The Garment District may not be the first destination you think of on a weekend. Known for gritty streets with rows of fabric stores and fashion schools, it’s also home to a few hotels looking to celebrate the style in the birthplace of American Style, a term coined in the 1800s when it got its name.

If you’re there (or you have family staying in one of the many hotels in the neighborhood), the Archer Hotel is a more fashionable option, featuring a luxury vibe common to some of the area’s better establishments. With an upscale bar, restaurant, and roof deck, the typical bland chain hotel this is not.

Charlie Palmer Steak Brunch

On a recent Sunday, we ventured above 14th street to the Archer for brunch at the new Charlie Palmer Steak New York off of the lobby. Despite the “steak” moniker to which one should rightfully caution (unless loud men in suits is your thing), this version is designed for the more contemporary diner.

Skip the outdoor dining; it’s situated amidst the noise and exhaust of 38th street. The interior space is thoughtfully done, with textured wallpaper and original art lining the walls around the airy dining space. The staff is among the friendliest you’ll find in midtown, and the crowd is what New Yorkers come to covet after a few years in cramped dining halls: sparse. This isn’t the trendiest brunch in town, but you can hear yourself talk and get better service than you’re used to.

Charlie Palmer Steak Brunch

Upon online advertisement (and in-person urging), we gave the “Mimosa + Bloody Mary Cart” a try.

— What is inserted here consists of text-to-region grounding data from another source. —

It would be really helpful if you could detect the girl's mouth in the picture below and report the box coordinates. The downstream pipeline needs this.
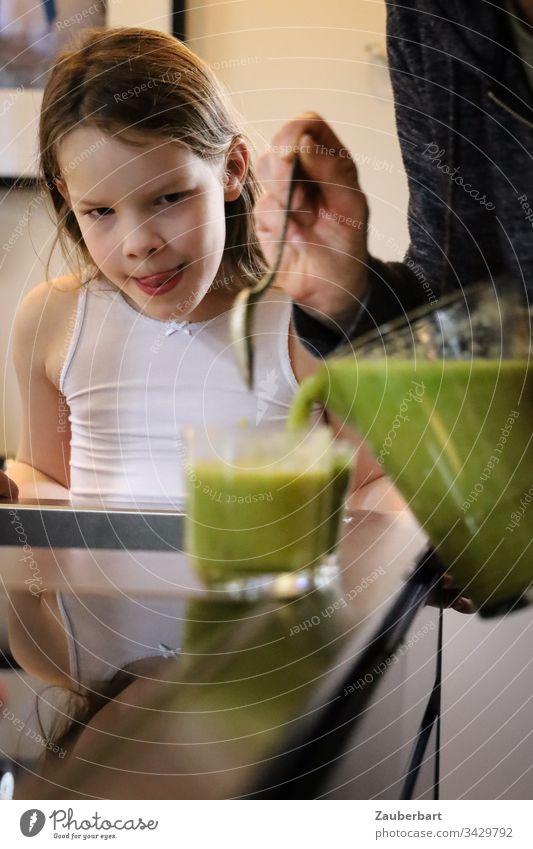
[133,264,186,296]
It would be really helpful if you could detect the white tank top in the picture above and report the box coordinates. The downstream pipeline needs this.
[56,279,301,687]
[60,279,299,504]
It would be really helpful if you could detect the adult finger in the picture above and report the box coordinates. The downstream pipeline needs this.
[269,112,364,199]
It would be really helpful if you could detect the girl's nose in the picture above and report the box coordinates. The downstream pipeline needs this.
[122,221,166,259]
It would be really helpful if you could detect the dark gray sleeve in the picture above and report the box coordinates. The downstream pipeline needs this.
[293,255,420,357]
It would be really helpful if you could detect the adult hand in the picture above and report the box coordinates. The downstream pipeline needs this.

We were hoping for a shiny cart with a jaunty bartender, but the drinks arrived sans gesture, the cart stuck in the corner. Not to worry; the pomegranate and currant mimosa was novel and not too sweet. Being our resident authority on Bloody Marys, I tried theirs—and was neither repelled nor impressed. And at $38, the bottomless option isn’t badly priced given the restaurant’s category—but it’s still a lot.

Charlie Palmer Steak Brunch

We started with the charcuterie plate, a standard array of meats and cheeses. The tuna tartare was easily the most artful dish, arriving in a long, architectural sliver of tuna, avocado, and citrus ponzu. Refreshing, if not distinct.

Charlie Palmer Steak Brunch

I went for the steak and eggs, which, if I’d made them at home, would have been met with confirmations and praise. But here, in this elegant setting, I expected more. The steak was very fatty and lacked the flavor I was expecting for a restaurant’s namesake dish.

Charlie Palmer Steak Brunch

Another in our group opted to make dinner out of brunch and ordered the filet with a side of asparagus. But while you expect a filet to melt in your mouth, this one didn’t. It wasn’t bad—but it wasn’t $49 good, which is what the menu advertises.

The donut wheel is the other touted offering and—you can guess where we’re going with this—is also just not that great. While the turning plate of donuts was a table-pleaser, the sauces were sugary sweet and the donuts were extremely dry.

Charlie Palmer Steak Brunch

In fact, no dish during the brunch was hugely offensive, just slightly dry when they should have been moist; predictable when they should have been one-of-a-kind; and overall, not delicious enough to drown the guilt from the calories they come with.

After brunch, we went upstairs to Spyglass, the Archer’s rooftop bar. Probably the best amenity of Midtown hotels are the terrace or rooftop bars, offering close-up views of some of the city’s classic Art Deco towers.

Charlie Palmer Steak Brunch

Spyglass, the Archer’s rooftop bar, gives you a bright, bold view of the Empire State. If you can stand the music—club music piped at a volume suitable for Saturday nights—it’s worth the trip.

The Bitches Say: Three Flutes. Better food is to be found elsewhere, but if you need brunch in the neighborhood and can take advantage of nearby hotel rooftop bars for the afternoon, it’s not a bad option.

Charlie Palmer serves weekend brunch from 10:30 a.m. – 3:30 p.m.